1.   pick-up zn. 'platenspeler; kleine open vrachtwagen'
categorie:
leenwoord, verkorting
Nnl. pick-up 'apparaat aan de arm van de grammofoon dat het geluid van de plaat naar een radio overbrengt' in een grammofoonweergever - pick up - die grammofoonplaten via de radio laat horen [1928; Groene Amsterdammer], bij uitbreiding 'platenspeler' in ik leg een gramofoonplaat op den pick-up [1940; Vaderland], 'kleine open vrachtwagen' [1961; Van Dale].

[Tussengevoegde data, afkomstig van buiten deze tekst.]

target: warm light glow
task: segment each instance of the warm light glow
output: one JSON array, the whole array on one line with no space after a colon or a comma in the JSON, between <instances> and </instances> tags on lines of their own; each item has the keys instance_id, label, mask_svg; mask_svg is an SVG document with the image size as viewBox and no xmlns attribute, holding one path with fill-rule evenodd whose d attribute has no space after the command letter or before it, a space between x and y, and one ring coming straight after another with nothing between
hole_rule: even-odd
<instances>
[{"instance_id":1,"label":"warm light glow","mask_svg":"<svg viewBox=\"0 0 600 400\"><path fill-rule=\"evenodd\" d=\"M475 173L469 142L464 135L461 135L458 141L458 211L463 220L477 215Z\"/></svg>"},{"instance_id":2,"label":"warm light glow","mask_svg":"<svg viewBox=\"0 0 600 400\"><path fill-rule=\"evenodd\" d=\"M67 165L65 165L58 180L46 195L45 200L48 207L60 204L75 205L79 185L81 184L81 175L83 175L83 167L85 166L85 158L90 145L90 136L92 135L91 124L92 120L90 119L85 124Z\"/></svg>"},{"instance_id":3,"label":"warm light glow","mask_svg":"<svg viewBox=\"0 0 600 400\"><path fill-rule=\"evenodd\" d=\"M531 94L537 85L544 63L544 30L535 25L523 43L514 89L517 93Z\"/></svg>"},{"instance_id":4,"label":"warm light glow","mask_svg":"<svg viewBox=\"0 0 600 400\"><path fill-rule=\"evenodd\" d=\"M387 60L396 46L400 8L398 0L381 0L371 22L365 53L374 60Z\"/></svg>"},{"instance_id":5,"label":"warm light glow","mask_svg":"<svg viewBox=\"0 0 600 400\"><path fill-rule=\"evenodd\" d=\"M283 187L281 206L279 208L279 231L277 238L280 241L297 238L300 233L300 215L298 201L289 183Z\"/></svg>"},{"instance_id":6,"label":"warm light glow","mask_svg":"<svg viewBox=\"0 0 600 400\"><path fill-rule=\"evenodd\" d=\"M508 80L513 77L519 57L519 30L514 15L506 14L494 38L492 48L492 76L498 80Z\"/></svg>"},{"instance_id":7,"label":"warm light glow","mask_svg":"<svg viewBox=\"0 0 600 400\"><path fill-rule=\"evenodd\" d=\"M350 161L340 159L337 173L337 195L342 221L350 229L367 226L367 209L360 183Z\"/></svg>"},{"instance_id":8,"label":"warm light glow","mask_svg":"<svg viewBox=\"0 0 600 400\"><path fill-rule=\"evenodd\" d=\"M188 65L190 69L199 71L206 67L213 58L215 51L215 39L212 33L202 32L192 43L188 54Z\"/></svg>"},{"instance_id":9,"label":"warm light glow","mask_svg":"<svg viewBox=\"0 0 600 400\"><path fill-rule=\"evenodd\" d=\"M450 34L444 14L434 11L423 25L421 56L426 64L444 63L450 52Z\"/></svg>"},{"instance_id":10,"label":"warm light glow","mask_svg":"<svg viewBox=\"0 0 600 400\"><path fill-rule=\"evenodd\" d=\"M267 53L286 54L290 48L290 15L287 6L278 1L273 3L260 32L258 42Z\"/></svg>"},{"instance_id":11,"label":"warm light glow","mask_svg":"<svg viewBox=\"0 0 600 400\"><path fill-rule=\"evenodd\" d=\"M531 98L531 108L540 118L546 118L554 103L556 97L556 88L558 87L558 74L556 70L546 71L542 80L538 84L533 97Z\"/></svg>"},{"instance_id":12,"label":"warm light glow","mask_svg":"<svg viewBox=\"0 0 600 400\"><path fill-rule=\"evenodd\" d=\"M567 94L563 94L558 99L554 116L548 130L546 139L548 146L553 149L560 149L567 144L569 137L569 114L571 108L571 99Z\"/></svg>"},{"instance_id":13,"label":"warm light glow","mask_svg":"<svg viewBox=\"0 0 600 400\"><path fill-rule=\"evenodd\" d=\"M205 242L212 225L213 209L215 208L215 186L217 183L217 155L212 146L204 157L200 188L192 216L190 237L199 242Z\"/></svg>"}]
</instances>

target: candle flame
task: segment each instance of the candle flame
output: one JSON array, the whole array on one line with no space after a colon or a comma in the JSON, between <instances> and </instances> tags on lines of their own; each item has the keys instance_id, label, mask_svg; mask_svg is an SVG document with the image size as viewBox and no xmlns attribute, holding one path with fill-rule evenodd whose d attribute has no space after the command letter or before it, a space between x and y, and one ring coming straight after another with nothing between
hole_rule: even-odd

In de betekenis 'platenspeler' ontleend aan Engels pick-up head, pick-up 'toonkop' [1926; OED], van pick up 'oppakken, ophalen, oppikken, inladen', zie pikken. In de betekenis 'kleine open vrachtwagen' in verkorte vorm ontleend aan Engels pickup truck 'vrachtwagen die op simpele wijze geladen kan worden, gemakkelijk lading oppikt' [1939; OED], in deze betekenis ook in het Engels soms wel verkort tot pick-up [1944; OED]. In het Engels is de naam pick-up niet overgegaan op de hele platenspeler, maar beperkt gebleven tot de toonkop.